In a 5-4 decision announced on July 9, the U.S. Supreme Court ruled in McGirt v. Oklahoma that Congress never disestablished the Muscogee (Creek) Nation reservation in eastern Oklahoma. Consequently, major crimes committed by or against Native Americans within the boundaries of the Creek Nation must be prosecuted in federal or tribal courts.

State judges have since advised the Oklahoma Court of Criminal Appeals that Congress never dissolved the tribal reservations of the Cherokee, Choctaw, Chickasaw or Seminole nations, either.

Congress in 1866 established reservation boundaries for the Muscogee (Creek), Cherokee, Chickasaw, Choctaw, and Seminole Nations. The Creek Nation boundaries encompass three million acres in eastern Oklahoma, including most of the city of Tulsa. The boundaries for all five nations consist of more than 19 million acres and nearly the entire eastern half of Oklahoma.

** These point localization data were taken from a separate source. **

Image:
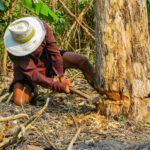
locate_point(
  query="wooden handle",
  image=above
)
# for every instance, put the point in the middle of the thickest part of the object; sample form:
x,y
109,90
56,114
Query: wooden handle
x,y
80,93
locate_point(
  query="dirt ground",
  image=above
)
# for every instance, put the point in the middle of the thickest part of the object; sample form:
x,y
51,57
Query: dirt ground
x,y
62,118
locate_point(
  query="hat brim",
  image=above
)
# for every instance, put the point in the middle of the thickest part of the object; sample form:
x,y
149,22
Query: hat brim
x,y
18,49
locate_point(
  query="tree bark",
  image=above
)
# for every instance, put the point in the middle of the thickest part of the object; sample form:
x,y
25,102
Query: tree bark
x,y
122,48
123,57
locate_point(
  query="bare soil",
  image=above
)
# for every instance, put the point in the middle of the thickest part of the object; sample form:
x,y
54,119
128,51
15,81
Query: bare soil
x,y
64,115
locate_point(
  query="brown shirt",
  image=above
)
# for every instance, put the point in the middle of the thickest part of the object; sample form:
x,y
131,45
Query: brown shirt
x,y
40,66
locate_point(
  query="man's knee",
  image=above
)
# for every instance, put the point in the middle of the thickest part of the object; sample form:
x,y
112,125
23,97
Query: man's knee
x,y
21,94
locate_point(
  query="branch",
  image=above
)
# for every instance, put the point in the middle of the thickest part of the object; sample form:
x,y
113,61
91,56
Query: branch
x,y
80,18
4,96
70,146
71,14
14,117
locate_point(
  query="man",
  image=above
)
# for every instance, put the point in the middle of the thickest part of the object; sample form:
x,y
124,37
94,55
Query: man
x,y
32,48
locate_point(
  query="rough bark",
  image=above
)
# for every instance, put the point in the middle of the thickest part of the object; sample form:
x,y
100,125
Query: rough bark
x,y
122,47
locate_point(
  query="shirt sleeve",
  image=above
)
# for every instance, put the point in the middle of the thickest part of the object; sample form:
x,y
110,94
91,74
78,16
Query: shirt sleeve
x,y
29,69
57,60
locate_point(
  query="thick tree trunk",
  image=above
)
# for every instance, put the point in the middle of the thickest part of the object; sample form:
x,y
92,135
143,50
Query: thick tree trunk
x,y
122,44
122,49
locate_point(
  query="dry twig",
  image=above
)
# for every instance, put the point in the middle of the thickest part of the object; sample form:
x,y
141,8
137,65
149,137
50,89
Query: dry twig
x,y
9,98
71,14
3,96
80,18
70,146
14,139
14,117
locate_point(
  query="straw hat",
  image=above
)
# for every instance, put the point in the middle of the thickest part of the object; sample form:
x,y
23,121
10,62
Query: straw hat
x,y
24,36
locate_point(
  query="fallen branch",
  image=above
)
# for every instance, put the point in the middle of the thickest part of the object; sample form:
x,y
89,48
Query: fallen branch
x,y
3,96
9,98
80,18
14,117
71,14
14,139
70,146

The Attorney General’s office is tracking approximately 200 criminal cases that potentially could be affected by McGirt, and 58 of those already have been remanded to state courts for an evidentiary hearing, Alex Gerszewski, communications director for the AG’s office, told Southwest Ledger in October.

Five Cherokees from Mayes County filed suit in July in Oklahoma’s Northern District federal court in Tulsa, alleging they and others similarly situated have been unlawfully prosecuted for traffic offenses and/or misdemeanor crimes that occurred within the boundaries of the Cherokee Reservation. Named in their lawsuit were six state district courts, four district attorneys, seven court clerks, and 30 cities and towns in eastern Oklahoma.

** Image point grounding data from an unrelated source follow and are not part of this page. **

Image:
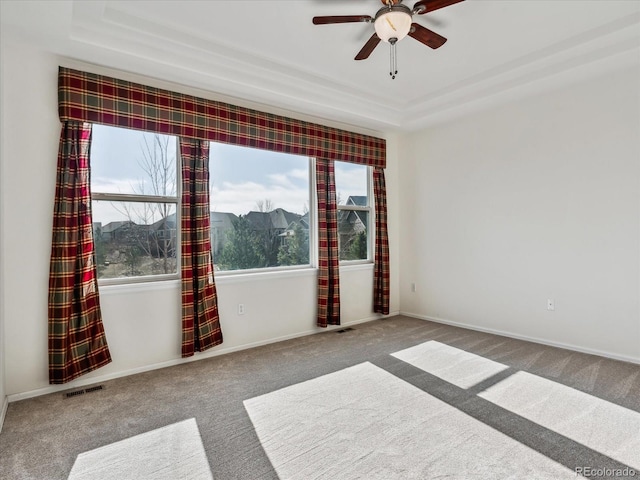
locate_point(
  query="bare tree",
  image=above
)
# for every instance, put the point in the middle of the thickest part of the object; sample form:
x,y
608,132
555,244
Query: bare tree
x,y
154,233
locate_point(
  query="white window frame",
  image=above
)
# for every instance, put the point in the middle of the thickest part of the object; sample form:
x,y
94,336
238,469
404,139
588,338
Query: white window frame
x,y
370,223
140,198
313,235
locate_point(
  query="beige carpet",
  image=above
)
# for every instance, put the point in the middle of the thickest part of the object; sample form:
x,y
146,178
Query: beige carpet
x,y
596,423
364,423
174,452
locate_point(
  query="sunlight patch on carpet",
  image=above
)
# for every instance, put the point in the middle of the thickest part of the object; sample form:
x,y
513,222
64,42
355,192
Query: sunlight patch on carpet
x,y
363,422
591,421
174,452
451,364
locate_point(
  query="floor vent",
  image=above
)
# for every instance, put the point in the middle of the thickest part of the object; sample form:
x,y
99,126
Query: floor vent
x,y
342,330
76,393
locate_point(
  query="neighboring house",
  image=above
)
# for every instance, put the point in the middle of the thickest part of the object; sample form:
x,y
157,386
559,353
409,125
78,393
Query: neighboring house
x,y
162,237
116,231
276,222
221,224
353,221
303,222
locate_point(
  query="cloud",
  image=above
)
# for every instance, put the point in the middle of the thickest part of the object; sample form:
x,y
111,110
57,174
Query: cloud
x,y
242,197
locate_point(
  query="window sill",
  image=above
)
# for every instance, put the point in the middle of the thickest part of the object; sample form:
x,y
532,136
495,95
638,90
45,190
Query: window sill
x,y
356,265
250,276
140,286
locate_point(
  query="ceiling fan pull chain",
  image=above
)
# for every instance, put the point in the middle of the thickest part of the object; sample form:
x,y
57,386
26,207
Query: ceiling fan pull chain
x,y
393,59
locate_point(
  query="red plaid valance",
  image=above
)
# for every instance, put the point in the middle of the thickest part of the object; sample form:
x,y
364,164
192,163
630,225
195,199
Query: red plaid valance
x,y
99,99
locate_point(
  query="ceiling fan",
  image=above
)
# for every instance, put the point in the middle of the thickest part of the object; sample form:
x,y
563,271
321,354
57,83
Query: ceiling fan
x,y
392,23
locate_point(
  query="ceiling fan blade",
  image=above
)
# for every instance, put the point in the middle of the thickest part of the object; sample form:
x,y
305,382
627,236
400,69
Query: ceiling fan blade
x,y
368,47
341,19
425,6
426,36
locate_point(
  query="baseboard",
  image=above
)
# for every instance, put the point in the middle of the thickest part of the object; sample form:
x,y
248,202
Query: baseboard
x,y
83,382
3,411
541,341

Tulsa County District Attorney Steve Kunzweiler announced on August 21 that more than 80 criminal cases were dismissed that day by his office because of the McGirt ruling. Those cases included murder, rape, robbery and domestic assault, he said.

Most of the cases were expected to be refiled in federal court, and Kunzweiler said he hoped the Creek Nation would help prosecute the lesser offenses.

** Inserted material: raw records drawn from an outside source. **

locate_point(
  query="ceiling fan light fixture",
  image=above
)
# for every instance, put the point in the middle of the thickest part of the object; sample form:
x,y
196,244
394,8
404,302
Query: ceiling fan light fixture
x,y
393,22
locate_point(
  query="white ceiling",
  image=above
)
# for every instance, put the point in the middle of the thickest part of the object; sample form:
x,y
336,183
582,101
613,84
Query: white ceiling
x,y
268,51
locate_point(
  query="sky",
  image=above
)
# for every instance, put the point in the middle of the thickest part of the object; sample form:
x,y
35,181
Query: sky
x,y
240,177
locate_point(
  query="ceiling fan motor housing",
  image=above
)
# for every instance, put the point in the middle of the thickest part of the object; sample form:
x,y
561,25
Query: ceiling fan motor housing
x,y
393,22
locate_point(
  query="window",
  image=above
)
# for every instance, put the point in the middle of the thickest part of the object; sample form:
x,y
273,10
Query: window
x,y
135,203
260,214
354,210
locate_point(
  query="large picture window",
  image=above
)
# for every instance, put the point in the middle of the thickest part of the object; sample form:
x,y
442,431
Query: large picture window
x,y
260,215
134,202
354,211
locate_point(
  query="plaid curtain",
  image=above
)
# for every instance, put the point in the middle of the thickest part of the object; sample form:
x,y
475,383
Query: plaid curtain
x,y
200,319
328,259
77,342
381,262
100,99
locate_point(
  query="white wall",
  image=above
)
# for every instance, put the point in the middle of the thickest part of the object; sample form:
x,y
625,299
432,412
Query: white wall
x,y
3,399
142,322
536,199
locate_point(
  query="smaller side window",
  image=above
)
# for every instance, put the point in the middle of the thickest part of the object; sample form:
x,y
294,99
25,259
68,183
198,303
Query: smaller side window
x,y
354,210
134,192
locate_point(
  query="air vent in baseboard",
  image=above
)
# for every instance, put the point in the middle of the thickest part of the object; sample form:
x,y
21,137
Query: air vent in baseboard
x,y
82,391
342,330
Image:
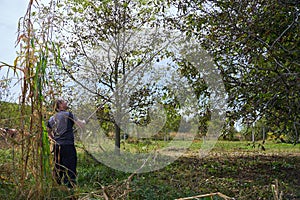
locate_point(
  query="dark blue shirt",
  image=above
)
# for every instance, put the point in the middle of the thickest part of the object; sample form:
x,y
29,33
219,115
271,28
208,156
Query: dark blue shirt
x,y
61,125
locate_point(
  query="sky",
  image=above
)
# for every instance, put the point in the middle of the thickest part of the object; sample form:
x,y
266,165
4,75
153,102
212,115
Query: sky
x,y
11,12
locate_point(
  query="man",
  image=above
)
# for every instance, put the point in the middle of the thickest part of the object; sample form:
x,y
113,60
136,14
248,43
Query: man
x,y
60,131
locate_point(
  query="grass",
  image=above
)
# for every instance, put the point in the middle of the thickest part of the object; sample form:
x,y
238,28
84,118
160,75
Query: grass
x,y
236,169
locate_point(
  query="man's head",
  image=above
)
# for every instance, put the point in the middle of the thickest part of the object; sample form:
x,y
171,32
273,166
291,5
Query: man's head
x,y
61,104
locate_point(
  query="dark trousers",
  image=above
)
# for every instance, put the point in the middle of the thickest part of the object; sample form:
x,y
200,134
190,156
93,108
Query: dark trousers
x,y
65,164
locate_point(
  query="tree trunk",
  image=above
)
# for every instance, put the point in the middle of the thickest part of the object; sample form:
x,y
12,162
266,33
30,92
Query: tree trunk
x,y
117,139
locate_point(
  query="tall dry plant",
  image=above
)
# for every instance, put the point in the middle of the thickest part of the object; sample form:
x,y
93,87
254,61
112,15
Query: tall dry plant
x,y
31,160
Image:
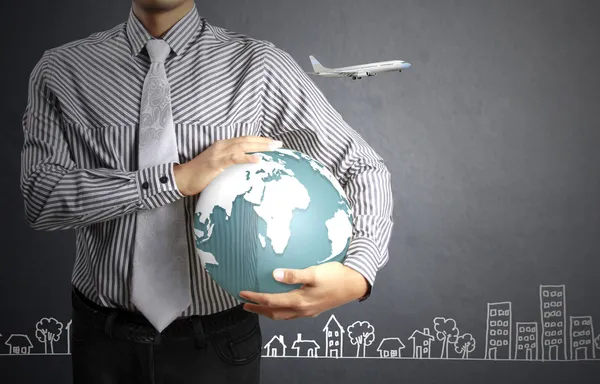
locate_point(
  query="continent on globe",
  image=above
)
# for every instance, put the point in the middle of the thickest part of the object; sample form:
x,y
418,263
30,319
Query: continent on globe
x,y
287,211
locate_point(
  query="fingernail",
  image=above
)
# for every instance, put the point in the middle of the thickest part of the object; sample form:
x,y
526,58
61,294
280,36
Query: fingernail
x,y
278,274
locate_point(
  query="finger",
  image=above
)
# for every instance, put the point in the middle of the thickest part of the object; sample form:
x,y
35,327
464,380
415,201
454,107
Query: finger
x,y
290,299
238,158
247,139
246,147
295,276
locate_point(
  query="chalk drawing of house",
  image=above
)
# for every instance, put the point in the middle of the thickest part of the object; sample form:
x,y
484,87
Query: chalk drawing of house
x,y
334,338
275,347
305,347
390,347
421,343
19,344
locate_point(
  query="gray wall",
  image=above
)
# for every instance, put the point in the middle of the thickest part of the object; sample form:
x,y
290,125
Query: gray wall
x,y
492,139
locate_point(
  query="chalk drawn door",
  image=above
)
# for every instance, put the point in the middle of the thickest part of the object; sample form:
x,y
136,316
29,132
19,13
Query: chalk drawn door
x,y
581,353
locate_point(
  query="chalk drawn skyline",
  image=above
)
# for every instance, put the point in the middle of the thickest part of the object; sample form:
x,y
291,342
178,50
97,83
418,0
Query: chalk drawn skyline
x,y
555,336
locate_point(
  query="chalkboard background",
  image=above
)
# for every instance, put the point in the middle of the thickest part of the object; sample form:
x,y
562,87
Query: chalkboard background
x,y
493,141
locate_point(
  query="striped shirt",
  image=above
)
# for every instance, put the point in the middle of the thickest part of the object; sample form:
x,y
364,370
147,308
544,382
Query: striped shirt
x,y
79,158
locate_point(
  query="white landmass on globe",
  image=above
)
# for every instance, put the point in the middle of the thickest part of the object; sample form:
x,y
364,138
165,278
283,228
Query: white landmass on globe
x,y
322,170
206,257
274,200
339,230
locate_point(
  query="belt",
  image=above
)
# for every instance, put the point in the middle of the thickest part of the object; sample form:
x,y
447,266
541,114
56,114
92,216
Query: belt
x,y
127,325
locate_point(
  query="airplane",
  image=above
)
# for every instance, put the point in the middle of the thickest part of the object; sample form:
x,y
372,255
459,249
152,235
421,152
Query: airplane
x,y
358,71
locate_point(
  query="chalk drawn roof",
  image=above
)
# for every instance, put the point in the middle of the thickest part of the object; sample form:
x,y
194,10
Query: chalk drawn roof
x,y
390,343
419,334
307,343
279,338
333,318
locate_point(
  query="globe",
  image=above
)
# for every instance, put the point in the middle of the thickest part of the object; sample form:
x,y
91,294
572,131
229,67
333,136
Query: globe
x,y
286,211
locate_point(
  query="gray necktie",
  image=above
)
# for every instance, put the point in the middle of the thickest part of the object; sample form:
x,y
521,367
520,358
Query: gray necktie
x,y
160,281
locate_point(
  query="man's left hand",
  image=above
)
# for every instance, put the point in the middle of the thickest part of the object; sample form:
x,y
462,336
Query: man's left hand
x,y
324,287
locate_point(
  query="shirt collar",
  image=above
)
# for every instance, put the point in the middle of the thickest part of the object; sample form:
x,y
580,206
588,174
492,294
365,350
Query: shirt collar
x,y
178,36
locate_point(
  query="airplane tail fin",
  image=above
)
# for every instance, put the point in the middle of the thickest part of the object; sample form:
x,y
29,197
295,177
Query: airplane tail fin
x,y
317,67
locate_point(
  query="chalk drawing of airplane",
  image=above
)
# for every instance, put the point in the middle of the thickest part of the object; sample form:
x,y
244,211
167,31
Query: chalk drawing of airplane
x,y
358,71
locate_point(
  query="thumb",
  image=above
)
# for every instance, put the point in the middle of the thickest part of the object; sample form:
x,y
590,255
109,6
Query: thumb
x,y
292,276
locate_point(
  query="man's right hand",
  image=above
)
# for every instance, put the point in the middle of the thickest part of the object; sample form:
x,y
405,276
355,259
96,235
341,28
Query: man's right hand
x,y
192,177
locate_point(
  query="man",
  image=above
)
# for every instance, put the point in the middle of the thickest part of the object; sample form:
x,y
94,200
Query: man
x,y
123,130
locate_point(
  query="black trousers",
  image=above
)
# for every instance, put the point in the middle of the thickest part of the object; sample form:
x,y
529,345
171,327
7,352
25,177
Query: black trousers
x,y
120,347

In the first two months after McGirt was issued, 850 criminal cases involving Native Americans and crimes committed on the Creek Reservation were referred to federal authorities, Attorney General Hunter wrote in a letter dated October 21.

By September, 113 criminal cases that normally would have been prosecuted by the State of Oklahoma had been referred to the U.S. Attorney’s Office for the Northern District of Oklahoma. Of those cases, 60 remained with the U.S. Attorney’s Office and the rest were referred to the Muscogee (Creek) Nation judicial system.

The U.S. Attorney for the Eastern District of Oklahoma, based in Muskogee, secured indictments in just three Indian Country crimes in 2017. But 571 such cases were referred to that court in the three and a half months immediately following the McGirt decision, Hunter reported in his letter.

The U.S. Department of Justice (DOJ) has recruited attorneys from around the nation “to help us with these cases,” Doug Horn, assistant U.S. Attorney in the Eastern District of Oklahoma, told the Ledger in September. Lawyers from Georgia, Florida, Pennsylvania, Tennessee and Arizona have “come in and are living here” to help resolve the issue, Horn said.

Chris Wilson, first assistant U.S. Attorney in the Eastern District, said some of the DOJ volunteers “are doing six months” in Oklahoma and others are teleworking and traveling to/from Oklahoma.

Lawyers also are debating whether McGirt has broader implications for taxing, zoning and other government functions. The Oklahoma Tax Commission and the Oklahoma Corporation Commission, for example, prepared reports for Governor Kevin Stitt in which they estimated that those agencies could lose millions of dollars in tax revenue if the Five Tribes asserted administrative jurisdiction over tax collections and energy industry regulation in Indian Country.